Terrorist attacks in France
In the past six years, the Republic has been victim of numerous acts of terrorism all seemingly under the name of the Islamic State. In June 2016, a man who claimed his allegiance to ISIS killed two police officers in Magnanville, close to Paris. In November 2015, France saw its worst and deadliest terror attack yet that occurred in Paris where seven gunmen and suicide bombers killed 130 and injured more than 350. In June 2015, a man suspected linked to Islamist radicals decapitated his boss after having driven his car into a Lyon factory containing flammable liquids. In January 2015, a three-day killing spree that started with an attack on the satirical magazine, Charlie Hebdo, office left 17 people dead. Finally in March 2012, a gunman killed seven people in Toulouse and Montauban, of whom included a teacher and three children at a Jewish school.
State of emergency
The French President told the press on Tuesday that the state of emergency would soon come to an end. However given Thursday’s attacks, the President intends to extend it once again. This entails increased police and military surveillance on the streets, scanners and metal detectors at certain stores, regular bag searches and tighter checks at France’s borders.

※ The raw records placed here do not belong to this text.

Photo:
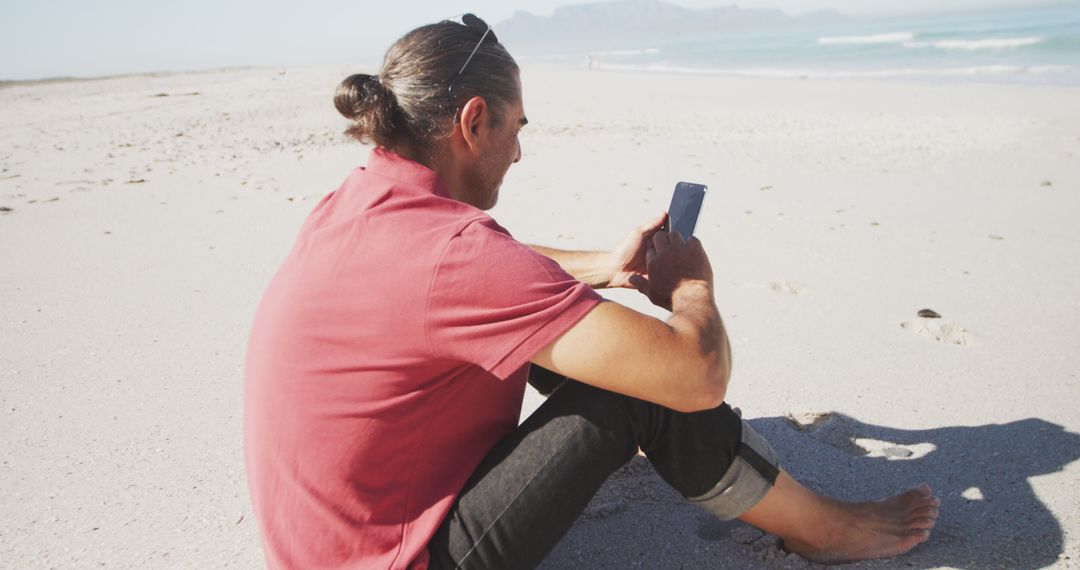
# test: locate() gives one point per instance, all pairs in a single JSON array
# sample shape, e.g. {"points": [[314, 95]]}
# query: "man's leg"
{"points": [[530, 488]]}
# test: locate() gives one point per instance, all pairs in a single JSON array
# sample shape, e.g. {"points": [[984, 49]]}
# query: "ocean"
{"points": [[1027, 45]]}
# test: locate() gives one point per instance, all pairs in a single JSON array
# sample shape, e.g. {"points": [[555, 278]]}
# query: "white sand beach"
{"points": [[140, 218]]}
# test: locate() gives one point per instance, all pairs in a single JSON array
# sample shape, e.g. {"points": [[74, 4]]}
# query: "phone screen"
{"points": [[686, 206]]}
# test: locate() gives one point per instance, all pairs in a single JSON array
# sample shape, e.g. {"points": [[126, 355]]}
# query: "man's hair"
{"points": [[408, 100]]}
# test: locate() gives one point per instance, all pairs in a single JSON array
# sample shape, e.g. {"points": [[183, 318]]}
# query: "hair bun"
{"points": [[370, 105], [361, 94]]}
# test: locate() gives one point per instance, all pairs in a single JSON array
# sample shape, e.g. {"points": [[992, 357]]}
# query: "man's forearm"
{"points": [[694, 313], [591, 268]]}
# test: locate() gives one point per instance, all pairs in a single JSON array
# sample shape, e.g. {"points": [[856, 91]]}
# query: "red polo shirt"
{"points": [[388, 355]]}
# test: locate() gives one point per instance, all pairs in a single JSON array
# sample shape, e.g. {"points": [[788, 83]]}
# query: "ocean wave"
{"points": [[983, 70], [647, 51], [895, 37], [988, 43]]}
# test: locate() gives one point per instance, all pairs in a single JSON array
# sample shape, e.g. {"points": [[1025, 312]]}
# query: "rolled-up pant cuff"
{"points": [[746, 482]]}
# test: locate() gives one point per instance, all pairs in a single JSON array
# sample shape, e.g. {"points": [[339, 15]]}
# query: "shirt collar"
{"points": [[390, 164]]}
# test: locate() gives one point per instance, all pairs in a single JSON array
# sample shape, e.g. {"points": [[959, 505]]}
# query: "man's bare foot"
{"points": [[827, 530], [876, 529]]}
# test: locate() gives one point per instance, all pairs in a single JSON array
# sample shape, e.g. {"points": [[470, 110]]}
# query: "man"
{"points": [[389, 357]]}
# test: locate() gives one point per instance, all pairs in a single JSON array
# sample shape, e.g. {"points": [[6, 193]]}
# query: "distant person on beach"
{"points": [[390, 353]]}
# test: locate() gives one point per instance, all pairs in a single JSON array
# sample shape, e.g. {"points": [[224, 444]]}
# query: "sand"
{"points": [[140, 218]]}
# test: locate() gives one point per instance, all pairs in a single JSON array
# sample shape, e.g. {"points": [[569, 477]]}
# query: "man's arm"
{"points": [[683, 364], [594, 269], [623, 267]]}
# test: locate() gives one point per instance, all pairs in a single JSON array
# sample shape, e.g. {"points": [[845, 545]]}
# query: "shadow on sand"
{"points": [[990, 515]]}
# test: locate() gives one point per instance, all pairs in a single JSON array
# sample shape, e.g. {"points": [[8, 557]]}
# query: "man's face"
{"points": [[501, 148]]}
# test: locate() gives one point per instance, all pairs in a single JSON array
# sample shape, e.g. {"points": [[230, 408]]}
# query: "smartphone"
{"points": [[686, 205]]}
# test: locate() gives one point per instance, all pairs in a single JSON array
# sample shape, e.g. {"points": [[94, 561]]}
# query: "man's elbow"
{"points": [[709, 392]]}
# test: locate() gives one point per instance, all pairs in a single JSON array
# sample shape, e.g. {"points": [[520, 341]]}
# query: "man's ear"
{"points": [[473, 116]]}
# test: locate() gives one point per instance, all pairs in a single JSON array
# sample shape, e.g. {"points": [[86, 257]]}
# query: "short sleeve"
{"points": [[496, 302]]}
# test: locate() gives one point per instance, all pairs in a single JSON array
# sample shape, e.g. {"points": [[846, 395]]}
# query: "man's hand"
{"points": [[675, 267], [628, 261]]}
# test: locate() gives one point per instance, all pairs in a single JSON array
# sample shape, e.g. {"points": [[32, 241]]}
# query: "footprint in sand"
{"points": [[790, 288], [930, 325], [837, 431]]}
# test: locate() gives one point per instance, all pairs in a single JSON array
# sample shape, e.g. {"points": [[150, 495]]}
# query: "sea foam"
{"points": [[987, 43], [896, 37]]}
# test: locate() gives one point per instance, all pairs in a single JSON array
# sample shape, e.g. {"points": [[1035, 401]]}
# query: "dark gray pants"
{"points": [[532, 485]]}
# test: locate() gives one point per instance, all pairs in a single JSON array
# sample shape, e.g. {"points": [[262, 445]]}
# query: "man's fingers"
{"points": [[661, 241], [653, 225], [639, 282]]}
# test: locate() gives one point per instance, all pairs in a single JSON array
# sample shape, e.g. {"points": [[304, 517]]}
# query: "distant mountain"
{"points": [[634, 23]]}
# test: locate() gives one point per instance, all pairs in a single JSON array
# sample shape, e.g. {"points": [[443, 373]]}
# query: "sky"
{"points": [[84, 38]]}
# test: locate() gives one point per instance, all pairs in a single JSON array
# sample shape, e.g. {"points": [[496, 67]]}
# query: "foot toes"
{"points": [[921, 523]]}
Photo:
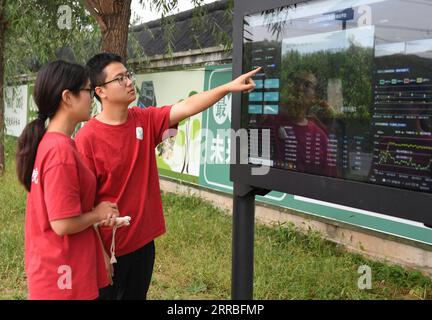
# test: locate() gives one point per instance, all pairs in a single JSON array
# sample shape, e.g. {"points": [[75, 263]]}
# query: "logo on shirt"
{"points": [[64, 282], [140, 133], [35, 175]]}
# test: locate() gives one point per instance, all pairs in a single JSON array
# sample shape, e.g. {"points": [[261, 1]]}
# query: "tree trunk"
{"points": [[2, 124], [112, 17]]}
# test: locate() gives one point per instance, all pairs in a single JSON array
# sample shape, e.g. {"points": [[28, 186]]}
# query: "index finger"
{"points": [[255, 71]]}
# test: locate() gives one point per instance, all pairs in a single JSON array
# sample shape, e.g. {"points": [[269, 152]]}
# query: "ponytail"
{"points": [[28, 143], [51, 81]]}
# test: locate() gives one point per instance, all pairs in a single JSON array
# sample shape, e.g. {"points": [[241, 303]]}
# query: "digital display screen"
{"points": [[345, 91]]}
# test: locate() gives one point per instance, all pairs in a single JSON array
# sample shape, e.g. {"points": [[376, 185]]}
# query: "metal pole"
{"points": [[243, 246]]}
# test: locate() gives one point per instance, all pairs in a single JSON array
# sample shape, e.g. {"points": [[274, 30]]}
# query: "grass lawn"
{"points": [[193, 259]]}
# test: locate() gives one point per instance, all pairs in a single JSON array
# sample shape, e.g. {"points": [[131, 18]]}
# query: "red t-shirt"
{"points": [[70, 266], [123, 159]]}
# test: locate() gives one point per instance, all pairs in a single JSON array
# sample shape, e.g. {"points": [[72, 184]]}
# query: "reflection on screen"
{"points": [[346, 89]]}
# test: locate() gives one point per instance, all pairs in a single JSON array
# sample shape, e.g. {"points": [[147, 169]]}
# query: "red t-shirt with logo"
{"points": [[123, 159], [70, 266]]}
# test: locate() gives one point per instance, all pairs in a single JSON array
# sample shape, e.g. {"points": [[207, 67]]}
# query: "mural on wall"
{"points": [[181, 157], [15, 114], [178, 156]]}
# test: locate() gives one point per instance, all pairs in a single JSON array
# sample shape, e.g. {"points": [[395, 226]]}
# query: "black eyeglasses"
{"points": [[90, 90], [121, 79]]}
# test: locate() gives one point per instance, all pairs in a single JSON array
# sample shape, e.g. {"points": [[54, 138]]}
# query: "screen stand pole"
{"points": [[243, 240]]}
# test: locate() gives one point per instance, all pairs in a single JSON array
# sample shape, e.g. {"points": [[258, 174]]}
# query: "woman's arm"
{"points": [[103, 211]]}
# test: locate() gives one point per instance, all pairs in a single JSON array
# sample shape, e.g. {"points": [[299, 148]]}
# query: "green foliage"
{"points": [[34, 35]]}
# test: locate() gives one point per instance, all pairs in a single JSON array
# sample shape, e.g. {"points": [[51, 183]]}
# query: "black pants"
{"points": [[132, 275]]}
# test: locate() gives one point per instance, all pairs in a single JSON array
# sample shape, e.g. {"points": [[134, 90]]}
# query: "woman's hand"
{"points": [[107, 213]]}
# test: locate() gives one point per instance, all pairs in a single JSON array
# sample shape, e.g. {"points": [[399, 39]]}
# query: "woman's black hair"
{"points": [[51, 81]]}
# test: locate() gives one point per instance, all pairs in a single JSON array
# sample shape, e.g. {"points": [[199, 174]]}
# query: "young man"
{"points": [[119, 146]]}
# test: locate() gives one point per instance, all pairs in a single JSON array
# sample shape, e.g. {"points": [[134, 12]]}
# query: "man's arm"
{"points": [[201, 101]]}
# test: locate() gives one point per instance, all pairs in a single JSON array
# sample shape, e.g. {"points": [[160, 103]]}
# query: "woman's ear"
{"points": [[66, 97]]}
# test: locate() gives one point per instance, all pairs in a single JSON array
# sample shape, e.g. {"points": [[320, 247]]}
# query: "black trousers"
{"points": [[132, 275]]}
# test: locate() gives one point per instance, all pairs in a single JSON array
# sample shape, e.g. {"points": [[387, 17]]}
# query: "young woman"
{"points": [[64, 258]]}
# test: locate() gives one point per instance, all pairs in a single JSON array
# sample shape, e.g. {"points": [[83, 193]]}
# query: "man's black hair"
{"points": [[96, 66]]}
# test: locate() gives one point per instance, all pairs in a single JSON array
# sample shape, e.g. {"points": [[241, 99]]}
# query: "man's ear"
{"points": [[100, 92]]}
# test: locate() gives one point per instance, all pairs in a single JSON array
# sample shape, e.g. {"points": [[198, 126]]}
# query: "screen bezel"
{"points": [[407, 204]]}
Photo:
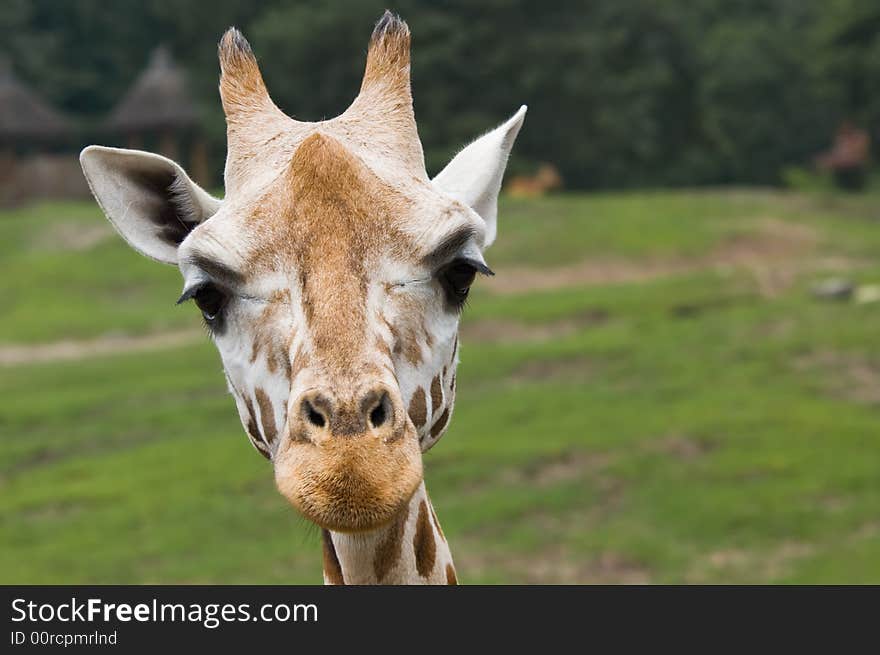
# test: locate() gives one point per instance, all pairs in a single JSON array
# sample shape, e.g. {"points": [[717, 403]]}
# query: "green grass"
{"points": [[693, 427]]}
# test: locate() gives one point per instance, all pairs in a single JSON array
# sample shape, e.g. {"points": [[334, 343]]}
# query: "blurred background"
{"points": [[674, 377]]}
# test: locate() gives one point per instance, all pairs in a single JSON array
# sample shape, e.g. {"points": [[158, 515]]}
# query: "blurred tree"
{"points": [[620, 92]]}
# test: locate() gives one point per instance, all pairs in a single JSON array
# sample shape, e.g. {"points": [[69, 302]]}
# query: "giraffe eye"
{"points": [[211, 301], [456, 279]]}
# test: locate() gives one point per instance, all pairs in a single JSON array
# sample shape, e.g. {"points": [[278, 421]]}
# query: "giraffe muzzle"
{"points": [[349, 462]]}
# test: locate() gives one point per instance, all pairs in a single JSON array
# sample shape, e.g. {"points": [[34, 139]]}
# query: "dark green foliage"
{"points": [[622, 93]]}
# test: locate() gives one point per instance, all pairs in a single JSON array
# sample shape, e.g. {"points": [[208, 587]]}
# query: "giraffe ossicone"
{"points": [[331, 278]]}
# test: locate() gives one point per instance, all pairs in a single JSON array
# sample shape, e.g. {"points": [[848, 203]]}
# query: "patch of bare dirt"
{"points": [[495, 330], [70, 350], [774, 254], [754, 566], [574, 369], [847, 376], [681, 447], [556, 565]]}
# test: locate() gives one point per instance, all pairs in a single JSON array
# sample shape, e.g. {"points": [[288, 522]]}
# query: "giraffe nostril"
{"points": [[379, 414], [313, 416]]}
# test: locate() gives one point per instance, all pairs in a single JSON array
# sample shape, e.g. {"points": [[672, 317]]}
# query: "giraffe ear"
{"points": [[474, 175], [149, 199]]}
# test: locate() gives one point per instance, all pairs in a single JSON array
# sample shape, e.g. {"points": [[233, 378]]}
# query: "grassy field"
{"points": [[648, 393]]}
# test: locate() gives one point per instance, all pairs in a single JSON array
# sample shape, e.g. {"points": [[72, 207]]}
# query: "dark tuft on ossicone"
{"points": [[389, 24], [233, 42]]}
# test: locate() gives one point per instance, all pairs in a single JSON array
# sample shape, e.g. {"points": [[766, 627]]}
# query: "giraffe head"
{"points": [[331, 276]]}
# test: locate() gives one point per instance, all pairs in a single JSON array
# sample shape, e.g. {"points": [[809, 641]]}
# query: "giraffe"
{"points": [[331, 278]]}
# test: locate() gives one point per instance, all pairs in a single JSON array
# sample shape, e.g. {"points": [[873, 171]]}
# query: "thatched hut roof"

Although France is putting all of her efforts into securing her people and institutions, not all terrorist attacks can be prevented. Furthermore, the increased security measures the country seeks to implement along with the heightened paranoia felt may threaten its three golden principles upon which the Fifth Republic was founded: liberty, fraternity, and equality. Since the call to extend the state of emergency last year, security forces have conducted warrantless house raids, seized personal data, and placed people on house arrest all without legal authorisation. Discrimination towards Muslims and/or individuals of Arab descent is not a new occurrence in France; however, it will, and already is, escalating as a reaction to the terrorist attacks where Muslim people are often viewed as potential suspects. This means that in the country with one of the largest Muslim populations in Europe, people of this religion, many of whom are French citizens, will be treated unfairly, nurturing hatred within French society.
The recent battles of the war on terror are intensifying the discrimination and misunderstanding targeted at Muslims, who are more and more mistakenly and wrongfully associated with the radical Islamist group on the grounds of their religion. It is important that people be conscious of the differing principles and value systems between the two. Simply put: they are not the same, and Muslim individuals should not be held accountable for terrorist activity in which they had absolutely no involvement.